Denkmal/Gedenkstätte

Güteraußenring

12681 Berlin

Eigenschaften

Bildung Kulturell Ganzjährig

Über Güteraußenring

Der Güteraußenring (GAR) ist ein ehemaliger Eisenbahnring um Berlin, der ursprünglich zur Entlastung des innerstädtischen Güterverkehrs im Südosten der Stadt gebaut wurde. Ursprünglich Teil umfangreicher Planungen für eine Ringbahn um Berlin, wurde der Güteraußenring in den frühen 1940er Jahren im Zuge des Zweiten Weltkriegs provisorisch errichtet. Die etwa 45 Kilometer lange Strecke verband Teltow im Süden mit Karow im Norden und umging dabei das Stadtzentrum. Während der südliche Teil der Strecke bereits in den 1950er Jahren weitgehend stillgelegt wurde, wird der östliche Abschnitt heute noch von der S-Bahn genutzt.

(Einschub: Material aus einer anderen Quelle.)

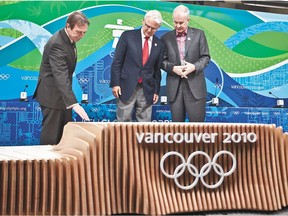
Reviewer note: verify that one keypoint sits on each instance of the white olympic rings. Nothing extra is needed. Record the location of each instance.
(180, 169)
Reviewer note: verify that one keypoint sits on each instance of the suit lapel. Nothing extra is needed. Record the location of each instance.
(189, 38)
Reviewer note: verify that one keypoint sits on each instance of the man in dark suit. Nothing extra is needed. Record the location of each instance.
(135, 71)
(186, 55)
(54, 88)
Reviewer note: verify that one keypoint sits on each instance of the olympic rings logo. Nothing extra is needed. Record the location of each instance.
(4, 76)
(180, 169)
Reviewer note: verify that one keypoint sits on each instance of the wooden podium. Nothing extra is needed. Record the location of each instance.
(155, 168)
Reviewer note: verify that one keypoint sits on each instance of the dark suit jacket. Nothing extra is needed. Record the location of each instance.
(127, 67)
(54, 87)
(196, 52)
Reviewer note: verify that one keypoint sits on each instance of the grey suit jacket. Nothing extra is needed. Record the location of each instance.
(127, 67)
(54, 87)
(196, 52)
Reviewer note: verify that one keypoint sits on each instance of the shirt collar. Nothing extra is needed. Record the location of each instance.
(68, 35)
(143, 36)
(182, 34)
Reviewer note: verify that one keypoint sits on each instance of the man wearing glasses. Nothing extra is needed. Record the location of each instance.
(54, 88)
(185, 57)
(135, 71)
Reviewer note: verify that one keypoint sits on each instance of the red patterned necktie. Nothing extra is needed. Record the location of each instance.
(145, 51)
(145, 54)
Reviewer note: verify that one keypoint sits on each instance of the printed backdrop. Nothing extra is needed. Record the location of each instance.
(248, 69)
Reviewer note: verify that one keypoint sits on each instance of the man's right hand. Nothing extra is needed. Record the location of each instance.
(116, 90)
(81, 112)
(179, 70)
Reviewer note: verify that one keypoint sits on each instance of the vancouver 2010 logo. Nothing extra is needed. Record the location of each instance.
(180, 169)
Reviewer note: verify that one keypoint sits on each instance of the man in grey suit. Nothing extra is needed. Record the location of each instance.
(186, 55)
(135, 70)
(54, 88)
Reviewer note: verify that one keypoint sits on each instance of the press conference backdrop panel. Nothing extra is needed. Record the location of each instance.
(248, 69)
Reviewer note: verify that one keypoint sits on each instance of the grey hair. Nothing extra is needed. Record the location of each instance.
(183, 9)
(155, 14)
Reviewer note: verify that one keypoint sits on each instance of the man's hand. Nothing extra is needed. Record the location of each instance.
(179, 70)
(189, 68)
(155, 98)
(116, 90)
(81, 112)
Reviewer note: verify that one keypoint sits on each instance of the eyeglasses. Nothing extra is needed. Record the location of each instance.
(150, 27)
(78, 32)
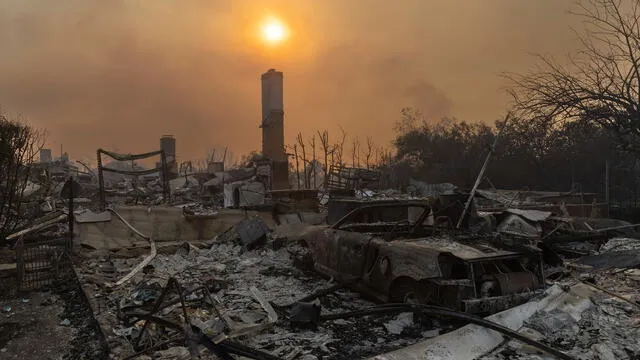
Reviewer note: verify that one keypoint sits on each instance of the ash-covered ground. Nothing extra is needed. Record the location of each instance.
(56, 324)
(229, 272)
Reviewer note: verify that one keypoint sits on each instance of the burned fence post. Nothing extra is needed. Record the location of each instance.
(70, 189)
(164, 173)
(100, 180)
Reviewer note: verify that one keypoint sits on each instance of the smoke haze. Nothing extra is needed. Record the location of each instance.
(119, 74)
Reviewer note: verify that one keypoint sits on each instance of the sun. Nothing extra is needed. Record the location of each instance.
(274, 31)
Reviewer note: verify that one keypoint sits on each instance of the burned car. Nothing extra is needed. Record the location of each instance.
(400, 252)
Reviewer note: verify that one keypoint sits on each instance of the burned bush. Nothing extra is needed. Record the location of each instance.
(19, 144)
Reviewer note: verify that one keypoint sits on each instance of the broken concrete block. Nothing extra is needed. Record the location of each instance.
(397, 325)
(174, 353)
(252, 231)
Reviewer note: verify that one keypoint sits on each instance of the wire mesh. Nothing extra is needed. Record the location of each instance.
(41, 263)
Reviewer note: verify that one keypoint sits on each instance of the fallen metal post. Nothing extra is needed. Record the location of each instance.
(481, 174)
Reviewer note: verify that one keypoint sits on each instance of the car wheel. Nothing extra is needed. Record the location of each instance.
(410, 291)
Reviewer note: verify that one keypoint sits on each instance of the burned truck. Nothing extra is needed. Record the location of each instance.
(402, 252)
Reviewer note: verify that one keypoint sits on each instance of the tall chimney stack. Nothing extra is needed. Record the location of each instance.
(273, 129)
(273, 116)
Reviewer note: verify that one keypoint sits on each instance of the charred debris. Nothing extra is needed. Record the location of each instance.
(212, 265)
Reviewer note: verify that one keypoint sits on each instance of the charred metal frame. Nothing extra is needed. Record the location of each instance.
(192, 336)
(130, 157)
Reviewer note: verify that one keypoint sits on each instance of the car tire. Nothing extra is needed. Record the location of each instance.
(410, 291)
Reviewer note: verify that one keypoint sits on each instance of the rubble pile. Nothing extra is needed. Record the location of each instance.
(606, 330)
(233, 276)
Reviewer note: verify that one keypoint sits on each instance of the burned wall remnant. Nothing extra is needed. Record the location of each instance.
(168, 145)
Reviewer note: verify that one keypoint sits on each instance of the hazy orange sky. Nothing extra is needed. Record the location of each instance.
(119, 74)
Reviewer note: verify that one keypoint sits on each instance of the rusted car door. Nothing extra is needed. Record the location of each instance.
(341, 254)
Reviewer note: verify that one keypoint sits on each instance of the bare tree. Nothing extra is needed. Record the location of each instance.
(355, 152)
(600, 83)
(19, 146)
(338, 149)
(302, 146)
(369, 152)
(326, 148)
(295, 153)
(313, 160)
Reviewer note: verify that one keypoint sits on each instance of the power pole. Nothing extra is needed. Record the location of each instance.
(481, 174)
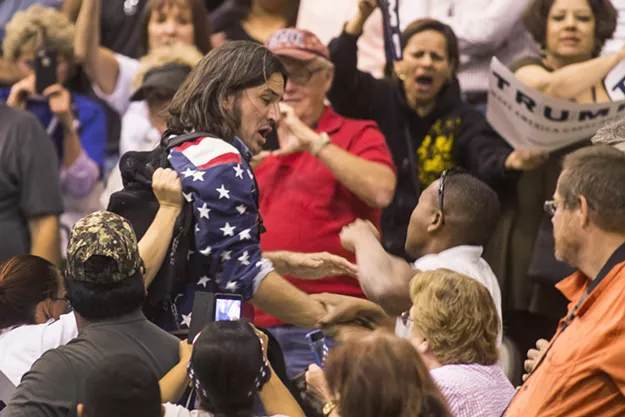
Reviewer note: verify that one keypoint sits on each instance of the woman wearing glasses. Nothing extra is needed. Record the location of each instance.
(421, 113)
(33, 313)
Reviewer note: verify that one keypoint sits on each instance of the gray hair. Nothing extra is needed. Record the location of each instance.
(612, 134)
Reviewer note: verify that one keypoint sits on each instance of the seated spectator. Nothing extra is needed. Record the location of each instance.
(160, 74)
(165, 23)
(571, 35)
(455, 217)
(121, 386)
(421, 113)
(228, 368)
(120, 24)
(252, 20)
(33, 300)
(104, 284)
(328, 167)
(32, 313)
(379, 375)
(454, 326)
(76, 124)
(29, 208)
(580, 371)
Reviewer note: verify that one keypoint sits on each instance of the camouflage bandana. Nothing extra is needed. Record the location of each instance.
(106, 234)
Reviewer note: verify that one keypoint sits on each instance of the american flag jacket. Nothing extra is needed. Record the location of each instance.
(218, 181)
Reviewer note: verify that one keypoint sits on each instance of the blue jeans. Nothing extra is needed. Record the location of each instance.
(297, 353)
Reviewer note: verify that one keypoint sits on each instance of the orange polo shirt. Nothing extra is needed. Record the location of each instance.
(583, 372)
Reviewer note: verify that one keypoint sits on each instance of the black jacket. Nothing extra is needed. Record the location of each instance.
(422, 147)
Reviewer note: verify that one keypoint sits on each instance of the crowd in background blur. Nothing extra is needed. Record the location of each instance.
(437, 253)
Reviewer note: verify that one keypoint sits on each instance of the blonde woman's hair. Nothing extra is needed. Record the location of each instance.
(38, 27)
(177, 53)
(457, 315)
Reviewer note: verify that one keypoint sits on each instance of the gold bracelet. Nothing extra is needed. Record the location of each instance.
(319, 144)
(328, 408)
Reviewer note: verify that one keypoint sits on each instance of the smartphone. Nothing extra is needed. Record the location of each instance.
(45, 68)
(228, 307)
(318, 346)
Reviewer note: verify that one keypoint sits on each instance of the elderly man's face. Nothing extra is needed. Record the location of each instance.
(307, 85)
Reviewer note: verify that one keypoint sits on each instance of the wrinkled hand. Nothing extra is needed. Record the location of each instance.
(318, 265)
(343, 309)
(295, 135)
(533, 355)
(167, 188)
(354, 231)
(316, 384)
(185, 351)
(60, 103)
(525, 159)
(20, 92)
(366, 7)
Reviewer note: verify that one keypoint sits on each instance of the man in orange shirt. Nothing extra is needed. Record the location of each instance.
(581, 372)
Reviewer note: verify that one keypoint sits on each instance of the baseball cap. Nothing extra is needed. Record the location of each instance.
(297, 43)
(169, 76)
(105, 234)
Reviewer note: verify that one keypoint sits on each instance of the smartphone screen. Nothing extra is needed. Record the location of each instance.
(45, 68)
(227, 307)
(318, 346)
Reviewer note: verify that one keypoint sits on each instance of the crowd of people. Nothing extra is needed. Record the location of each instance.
(157, 153)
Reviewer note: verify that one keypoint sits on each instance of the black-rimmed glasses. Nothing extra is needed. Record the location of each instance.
(441, 188)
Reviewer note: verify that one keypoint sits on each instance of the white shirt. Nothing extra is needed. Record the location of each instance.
(465, 260)
(23, 345)
(119, 99)
(172, 410)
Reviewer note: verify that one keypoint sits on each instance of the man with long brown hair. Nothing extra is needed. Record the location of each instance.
(230, 100)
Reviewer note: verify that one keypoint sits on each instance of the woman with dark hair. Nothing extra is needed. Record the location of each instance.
(252, 20)
(32, 319)
(165, 22)
(379, 375)
(420, 111)
(571, 35)
(228, 369)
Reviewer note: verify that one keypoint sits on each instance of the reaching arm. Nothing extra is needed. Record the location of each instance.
(99, 63)
(153, 246)
(572, 80)
(45, 238)
(370, 180)
(383, 277)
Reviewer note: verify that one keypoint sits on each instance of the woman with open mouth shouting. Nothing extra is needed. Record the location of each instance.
(421, 113)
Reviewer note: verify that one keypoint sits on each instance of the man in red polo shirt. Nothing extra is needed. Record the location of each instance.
(328, 172)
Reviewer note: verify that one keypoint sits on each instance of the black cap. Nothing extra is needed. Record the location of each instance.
(169, 76)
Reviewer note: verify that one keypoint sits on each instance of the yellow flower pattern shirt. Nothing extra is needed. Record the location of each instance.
(436, 151)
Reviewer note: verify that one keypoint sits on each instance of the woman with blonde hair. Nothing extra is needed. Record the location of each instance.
(76, 124)
(454, 326)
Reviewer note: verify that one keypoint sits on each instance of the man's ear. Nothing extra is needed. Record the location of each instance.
(584, 211)
(436, 223)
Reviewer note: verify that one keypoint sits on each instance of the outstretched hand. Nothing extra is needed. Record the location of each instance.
(318, 265)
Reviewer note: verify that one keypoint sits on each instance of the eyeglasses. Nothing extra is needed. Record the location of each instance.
(550, 207)
(441, 188)
(302, 75)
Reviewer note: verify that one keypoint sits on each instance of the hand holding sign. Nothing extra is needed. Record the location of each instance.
(525, 159)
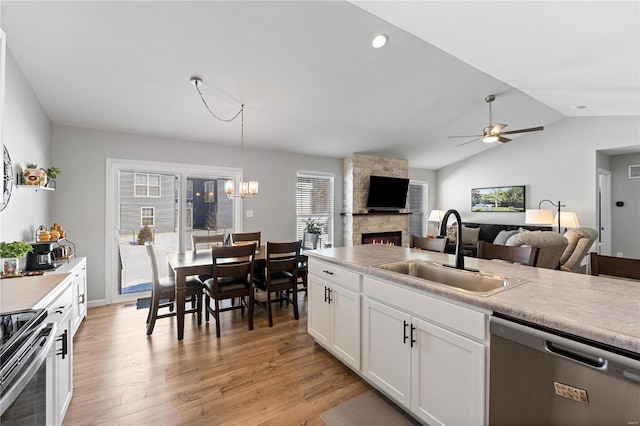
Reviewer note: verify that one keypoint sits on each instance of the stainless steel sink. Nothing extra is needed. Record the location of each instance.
(477, 282)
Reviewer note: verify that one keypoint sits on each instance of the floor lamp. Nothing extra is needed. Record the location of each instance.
(544, 217)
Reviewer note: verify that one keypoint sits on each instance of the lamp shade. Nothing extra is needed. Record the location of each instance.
(436, 216)
(538, 217)
(567, 220)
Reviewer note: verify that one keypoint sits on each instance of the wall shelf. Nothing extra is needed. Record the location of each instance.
(375, 213)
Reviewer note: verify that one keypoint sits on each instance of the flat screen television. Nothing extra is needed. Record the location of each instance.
(387, 193)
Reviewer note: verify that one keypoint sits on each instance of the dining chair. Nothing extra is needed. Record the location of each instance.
(280, 276)
(208, 241)
(165, 288)
(231, 277)
(523, 254)
(622, 267)
(246, 236)
(431, 244)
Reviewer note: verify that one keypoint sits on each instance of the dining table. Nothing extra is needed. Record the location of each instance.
(183, 265)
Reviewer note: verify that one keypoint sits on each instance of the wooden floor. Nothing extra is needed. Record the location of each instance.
(275, 376)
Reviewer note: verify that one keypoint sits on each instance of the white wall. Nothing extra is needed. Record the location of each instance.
(558, 163)
(27, 136)
(79, 203)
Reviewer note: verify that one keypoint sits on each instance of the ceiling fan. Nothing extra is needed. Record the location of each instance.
(493, 132)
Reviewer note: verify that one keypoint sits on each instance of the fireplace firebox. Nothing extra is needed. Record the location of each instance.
(391, 238)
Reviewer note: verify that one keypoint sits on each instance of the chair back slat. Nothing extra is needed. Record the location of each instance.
(431, 244)
(246, 236)
(523, 254)
(233, 261)
(283, 257)
(622, 267)
(210, 239)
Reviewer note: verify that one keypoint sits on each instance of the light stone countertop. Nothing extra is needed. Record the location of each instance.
(602, 309)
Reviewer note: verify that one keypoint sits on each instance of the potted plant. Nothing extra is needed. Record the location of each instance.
(52, 173)
(145, 235)
(34, 176)
(10, 254)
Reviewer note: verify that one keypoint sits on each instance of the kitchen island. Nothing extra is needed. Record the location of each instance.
(427, 345)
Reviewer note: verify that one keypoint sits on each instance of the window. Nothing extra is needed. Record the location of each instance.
(314, 200)
(147, 216)
(146, 185)
(418, 207)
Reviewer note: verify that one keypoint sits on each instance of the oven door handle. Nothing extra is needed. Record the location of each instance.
(16, 388)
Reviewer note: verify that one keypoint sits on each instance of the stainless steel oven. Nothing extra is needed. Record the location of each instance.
(27, 339)
(545, 377)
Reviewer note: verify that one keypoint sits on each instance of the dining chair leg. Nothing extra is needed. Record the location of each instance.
(207, 301)
(250, 309)
(294, 302)
(269, 308)
(216, 315)
(153, 311)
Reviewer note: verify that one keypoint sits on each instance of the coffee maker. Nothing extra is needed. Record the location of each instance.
(41, 258)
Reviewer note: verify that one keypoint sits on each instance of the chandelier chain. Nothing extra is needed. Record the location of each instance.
(226, 120)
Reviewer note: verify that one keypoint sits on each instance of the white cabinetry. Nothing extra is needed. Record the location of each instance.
(426, 353)
(334, 310)
(60, 360)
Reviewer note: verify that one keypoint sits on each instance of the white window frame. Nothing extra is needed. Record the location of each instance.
(147, 185)
(152, 217)
(327, 237)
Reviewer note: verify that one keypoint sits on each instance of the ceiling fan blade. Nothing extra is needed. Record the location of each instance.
(473, 140)
(467, 136)
(497, 128)
(531, 129)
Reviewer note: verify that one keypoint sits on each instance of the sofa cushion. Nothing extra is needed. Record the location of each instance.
(503, 236)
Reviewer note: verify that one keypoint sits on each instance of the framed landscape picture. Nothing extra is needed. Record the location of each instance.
(503, 199)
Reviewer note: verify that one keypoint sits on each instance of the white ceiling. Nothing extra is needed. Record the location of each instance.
(309, 79)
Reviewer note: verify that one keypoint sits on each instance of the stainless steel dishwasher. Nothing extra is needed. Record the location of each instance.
(543, 377)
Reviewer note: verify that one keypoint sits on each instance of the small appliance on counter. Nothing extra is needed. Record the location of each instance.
(42, 257)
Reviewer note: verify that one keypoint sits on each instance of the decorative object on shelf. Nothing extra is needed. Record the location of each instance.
(145, 235)
(52, 174)
(34, 176)
(544, 217)
(244, 188)
(11, 254)
(7, 179)
(436, 216)
(500, 199)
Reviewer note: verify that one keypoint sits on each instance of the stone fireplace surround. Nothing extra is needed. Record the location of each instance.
(356, 220)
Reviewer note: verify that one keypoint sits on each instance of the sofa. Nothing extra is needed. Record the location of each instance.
(487, 232)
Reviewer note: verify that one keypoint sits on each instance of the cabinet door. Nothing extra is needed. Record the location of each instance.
(448, 385)
(345, 325)
(386, 350)
(319, 318)
(79, 296)
(64, 354)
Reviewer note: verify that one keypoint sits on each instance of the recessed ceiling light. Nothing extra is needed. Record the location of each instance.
(379, 41)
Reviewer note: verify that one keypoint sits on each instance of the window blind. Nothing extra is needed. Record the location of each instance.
(314, 200)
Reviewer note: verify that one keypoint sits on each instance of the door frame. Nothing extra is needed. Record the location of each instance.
(604, 212)
(112, 209)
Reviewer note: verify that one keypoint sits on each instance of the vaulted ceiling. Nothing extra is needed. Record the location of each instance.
(309, 78)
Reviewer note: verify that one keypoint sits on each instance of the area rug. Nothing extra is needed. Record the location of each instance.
(369, 409)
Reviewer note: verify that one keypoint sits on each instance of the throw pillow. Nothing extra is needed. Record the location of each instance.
(503, 236)
(470, 235)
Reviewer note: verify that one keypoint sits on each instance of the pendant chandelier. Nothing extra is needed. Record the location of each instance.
(244, 188)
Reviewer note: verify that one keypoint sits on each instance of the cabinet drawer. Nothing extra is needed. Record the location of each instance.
(459, 318)
(335, 274)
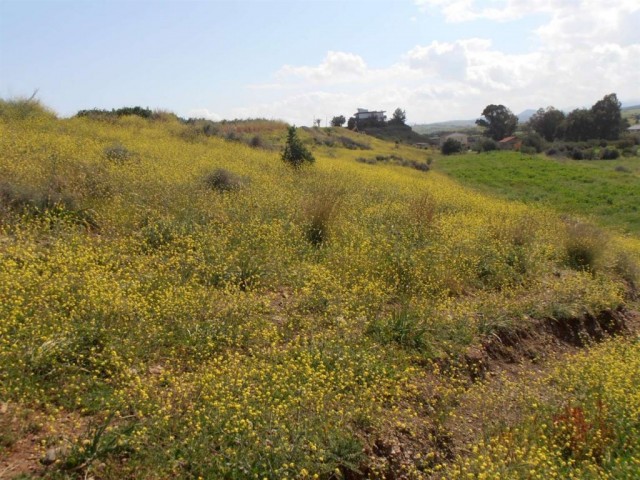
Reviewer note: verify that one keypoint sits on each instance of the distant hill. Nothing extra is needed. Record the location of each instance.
(462, 125)
(524, 116)
(448, 126)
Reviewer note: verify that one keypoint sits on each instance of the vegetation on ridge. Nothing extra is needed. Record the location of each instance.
(177, 304)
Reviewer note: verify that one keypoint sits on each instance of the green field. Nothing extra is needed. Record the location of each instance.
(177, 302)
(608, 191)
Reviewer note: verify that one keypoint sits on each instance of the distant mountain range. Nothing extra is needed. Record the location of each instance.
(465, 125)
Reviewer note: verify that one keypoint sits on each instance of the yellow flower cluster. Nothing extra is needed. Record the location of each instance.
(277, 328)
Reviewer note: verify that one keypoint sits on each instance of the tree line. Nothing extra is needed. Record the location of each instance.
(602, 121)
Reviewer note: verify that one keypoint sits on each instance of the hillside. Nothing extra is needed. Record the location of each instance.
(176, 302)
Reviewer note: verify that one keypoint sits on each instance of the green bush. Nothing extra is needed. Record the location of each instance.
(584, 246)
(609, 154)
(295, 153)
(451, 146)
(223, 180)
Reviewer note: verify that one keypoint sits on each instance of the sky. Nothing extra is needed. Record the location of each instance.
(300, 60)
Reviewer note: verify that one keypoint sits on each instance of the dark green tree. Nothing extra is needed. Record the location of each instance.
(450, 146)
(338, 121)
(607, 120)
(547, 123)
(295, 153)
(399, 117)
(499, 122)
(579, 125)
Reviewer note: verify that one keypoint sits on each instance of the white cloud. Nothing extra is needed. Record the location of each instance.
(585, 49)
(336, 67)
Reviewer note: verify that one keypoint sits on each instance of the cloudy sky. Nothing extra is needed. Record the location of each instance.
(299, 60)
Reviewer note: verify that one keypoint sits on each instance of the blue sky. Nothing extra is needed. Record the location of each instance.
(298, 60)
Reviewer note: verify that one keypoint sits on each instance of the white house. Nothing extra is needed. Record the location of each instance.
(364, 114)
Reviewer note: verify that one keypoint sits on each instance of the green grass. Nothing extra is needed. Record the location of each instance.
(590, 188)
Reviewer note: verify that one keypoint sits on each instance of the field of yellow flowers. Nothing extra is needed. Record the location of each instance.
(182, 305)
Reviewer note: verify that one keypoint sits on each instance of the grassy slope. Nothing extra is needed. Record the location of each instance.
(211, 337)
(586, 188)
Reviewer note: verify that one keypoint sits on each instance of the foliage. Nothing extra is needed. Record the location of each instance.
(307, 326)
(607, 117)
(547, 123)
(590, 188)
(338, 121)
(579, 125)
(450, 146)
(577, 421)
(499, 122)
(224, 180)
(295, 153)
(399, 117)
(24, 108)
(533, 141)
(609, 154)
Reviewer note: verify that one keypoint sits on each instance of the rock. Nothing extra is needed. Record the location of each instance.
(52, 455)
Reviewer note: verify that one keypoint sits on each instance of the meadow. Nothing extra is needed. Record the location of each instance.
(604, 191)
(175, 304)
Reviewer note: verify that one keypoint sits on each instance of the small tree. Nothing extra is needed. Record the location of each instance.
(498, 121)
(451, 145)
(338, 121)
(295, 153)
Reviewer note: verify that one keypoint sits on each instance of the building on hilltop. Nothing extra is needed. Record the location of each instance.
(364, 114)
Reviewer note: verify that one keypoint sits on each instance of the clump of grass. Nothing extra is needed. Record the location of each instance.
(117, 153)
(23, 108)
(223, 180)
(320, 211)
(584, 245)
(423, 209)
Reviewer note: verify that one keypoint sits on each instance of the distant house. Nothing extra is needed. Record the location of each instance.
(510, 143)
(364, 115)
(460, 137)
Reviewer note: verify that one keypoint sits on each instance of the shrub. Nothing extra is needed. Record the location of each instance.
(450, 146)
(488, 145)
(295, 153)
(320, 211)
(117, 153)
(609, 154)
(22, 108)
(257, 142)
(584, 246)
(223, 180)
(533, 141)
(577, 154)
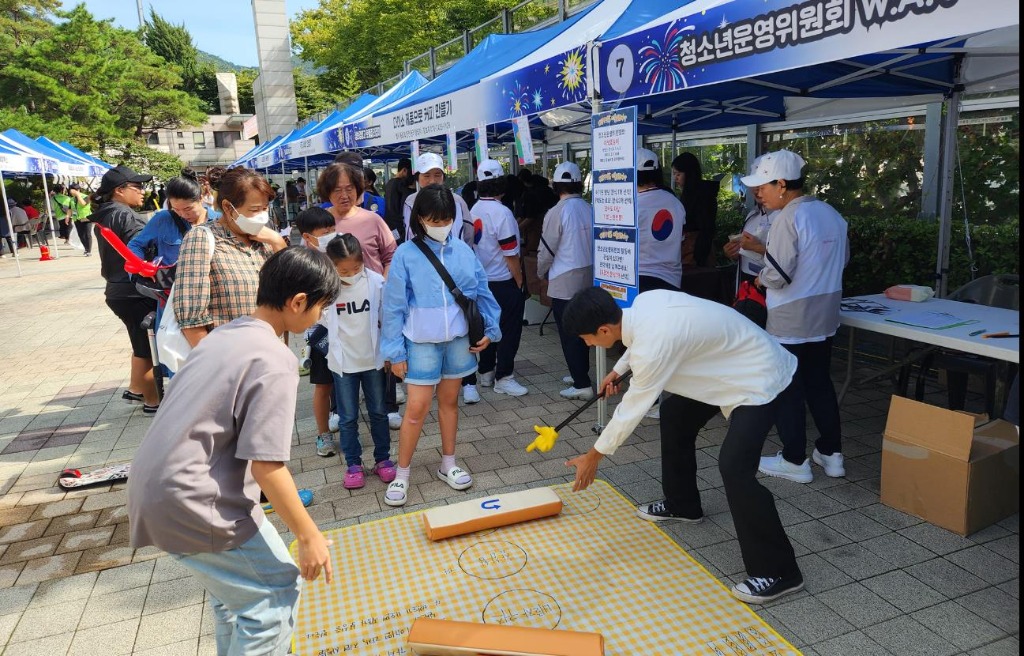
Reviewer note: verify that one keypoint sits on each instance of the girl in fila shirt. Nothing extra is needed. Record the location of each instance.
(353, 324)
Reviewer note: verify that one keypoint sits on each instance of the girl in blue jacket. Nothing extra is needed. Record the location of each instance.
(425, 333)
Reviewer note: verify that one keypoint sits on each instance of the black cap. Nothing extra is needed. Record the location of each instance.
(119, 176)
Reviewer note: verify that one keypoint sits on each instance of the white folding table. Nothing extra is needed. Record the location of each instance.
(873, 313)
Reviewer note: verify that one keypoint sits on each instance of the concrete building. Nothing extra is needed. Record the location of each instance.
(273, 90)
(218, 141)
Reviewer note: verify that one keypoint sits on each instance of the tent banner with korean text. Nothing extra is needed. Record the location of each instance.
(554, 82)
(616, 264)
(706, 42)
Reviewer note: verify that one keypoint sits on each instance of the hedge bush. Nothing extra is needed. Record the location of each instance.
(887, 251)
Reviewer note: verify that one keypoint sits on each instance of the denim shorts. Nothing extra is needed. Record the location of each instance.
(428, 363)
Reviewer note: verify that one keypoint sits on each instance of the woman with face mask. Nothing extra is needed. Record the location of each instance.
(424, 335)
(342, 185)
(218, 264)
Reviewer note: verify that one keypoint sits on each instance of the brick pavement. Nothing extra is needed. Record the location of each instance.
(879, 581)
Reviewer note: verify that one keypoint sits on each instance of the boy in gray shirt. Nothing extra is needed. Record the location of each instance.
(222, 434)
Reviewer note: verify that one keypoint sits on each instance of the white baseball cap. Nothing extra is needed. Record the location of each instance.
(780, 165)
(567, 172)
(489, 170)
(428, 162)
(647, 160)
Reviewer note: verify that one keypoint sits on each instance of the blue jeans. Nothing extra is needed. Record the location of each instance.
(254, 589)
(346, 389)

Die Trasse führte von Teltow über Lichtenrade und Schönefeld bis zum Grünauer Kreuz, wo sie nordwärts in Richtung Eichgestell, Wuhlheide und weiter bis nach Karow verlief. Im weiteren Verlauf wurde sie sogar bis nach Oranienburg ausgebaut, wobei dieser nördliche Abschnitt als sogenannter Nördlicher Güteraußenring bezeichnet wird. Diese Erweiterung hatte jedoch weniger mit dem ursprünglichen Plan des Güteraußenrings zu tun, sondern diente vor allem der Umfahrung West-Berlins in der geteilten Stadt. Die Strecke spielte eine wichtige Rolle im Güterverkehr und später im S-Bahn-Betrieb, besonders im Osten Berlins.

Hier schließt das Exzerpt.